Oceana Appeals to World’s Business and Conservation Leaders for Fisheries Subsidies Reform
NGO Describes Opportunities to Stop Overfishing Subsidies
Press Release Date: October 7, 2008
Location: Barcelona, Spain
Oceana experts described the urgency for fisheries subsidies reform at the 2008 IUCN World Conservation Congress in Barcelona yesterday. The event, Fishing for Sustainability: Maintaining Momentum for Fisheries Subsidies Reform, was co-sponsored by Oceana and the United Nations Environment Programme (UNEP), in conjunction with the World Wildlife Fund for Nature (WWF) and the International Centre for Trade and Sustainable Development (ICTSD).
“Subsidies threaten the future of the world’s fishery resource and the livelihood of millions of people who depend on it,” said Courtney Sakai, senior campaign director at Oceana. “Time is running out for the world’s fisheries and to stop the massive subsidies that fuel global overfishing.”
Fisheries subsidies promote overfishing, pushing fleets to fish longer, harder and farther away than would otherwise be possible. Global fisheries subsidies are estimated to be at least $20 billion annually, an amount equivalent to approximately 25 percent of the value of the world catch. According to the U.N. Food and Agriculture Organization (FAO), more than 75 percent of the world’s fisheries are currently overexploited, fully exploited, significantly depleted or recovering from overexploitation.

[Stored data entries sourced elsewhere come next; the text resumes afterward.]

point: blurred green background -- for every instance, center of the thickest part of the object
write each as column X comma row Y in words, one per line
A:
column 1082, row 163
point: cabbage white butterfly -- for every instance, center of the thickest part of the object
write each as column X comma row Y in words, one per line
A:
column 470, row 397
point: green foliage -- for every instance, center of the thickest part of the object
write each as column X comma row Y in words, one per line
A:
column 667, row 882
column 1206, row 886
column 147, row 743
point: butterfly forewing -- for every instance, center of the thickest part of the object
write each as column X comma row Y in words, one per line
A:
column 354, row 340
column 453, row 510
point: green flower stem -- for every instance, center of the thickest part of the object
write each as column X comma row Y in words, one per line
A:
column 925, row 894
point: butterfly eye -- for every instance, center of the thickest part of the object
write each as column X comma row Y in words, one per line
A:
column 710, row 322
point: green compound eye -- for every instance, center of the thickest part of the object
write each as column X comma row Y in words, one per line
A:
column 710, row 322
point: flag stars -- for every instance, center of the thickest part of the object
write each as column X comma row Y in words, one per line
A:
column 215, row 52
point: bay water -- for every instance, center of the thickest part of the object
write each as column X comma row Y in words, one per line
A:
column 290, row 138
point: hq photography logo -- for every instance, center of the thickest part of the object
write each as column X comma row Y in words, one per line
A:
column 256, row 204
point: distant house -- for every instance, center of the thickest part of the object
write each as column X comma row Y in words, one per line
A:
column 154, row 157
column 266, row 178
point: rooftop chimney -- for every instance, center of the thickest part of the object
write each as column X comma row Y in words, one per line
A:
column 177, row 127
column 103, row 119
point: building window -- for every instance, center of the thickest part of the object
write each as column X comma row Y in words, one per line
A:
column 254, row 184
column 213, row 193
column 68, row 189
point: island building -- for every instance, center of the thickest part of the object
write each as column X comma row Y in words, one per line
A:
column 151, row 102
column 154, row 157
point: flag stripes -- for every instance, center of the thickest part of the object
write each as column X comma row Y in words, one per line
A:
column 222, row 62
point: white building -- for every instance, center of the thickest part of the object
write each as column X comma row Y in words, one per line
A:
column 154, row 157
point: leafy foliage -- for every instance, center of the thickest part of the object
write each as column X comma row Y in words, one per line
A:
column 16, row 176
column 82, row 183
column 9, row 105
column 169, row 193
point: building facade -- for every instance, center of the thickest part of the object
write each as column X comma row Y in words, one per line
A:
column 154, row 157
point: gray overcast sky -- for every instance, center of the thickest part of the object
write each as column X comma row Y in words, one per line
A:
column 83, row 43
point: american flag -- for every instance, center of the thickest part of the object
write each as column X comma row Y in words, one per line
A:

During yesterday’s event, Oceana specifically addressed European subsidies and their impact on Europe’s fish populations. “The overexploitation of bluefin tuna has been promoted and financed by European taxpayers and continues through the subsidization of operating costs, such as fuel,” said Anne Schroeer, economist at Oceana. “This is one of the clearest examples of how the subsidy system has led to the decline of fisheries resources and overcapacity of the European Union fleet.”
The event also highlighted the opportunity to address global fisheries subsidies through improved trade measures. The World Trade Organization (WTO) is currently negotiating new rules on fisheries subsidies as part of its Doha trade round. These negotiations represent the first time that conservation concerns, in addition to commerce priorities, have led to the launch of a specific trade negotiation. The Doha round provides the best opportunity to address overcapacity and overfishing on a global scale.
About the IUCN World Conservation Congress:
The IUCN World Conservation Congress brings together more than 8,000 of the world’s leading decision makers in sustainable development from governments, NGOs, businesses, the United Nations and academia. The event is hosted every four years and focuses on ideas, actions and solutions for a diverse and sustainable world.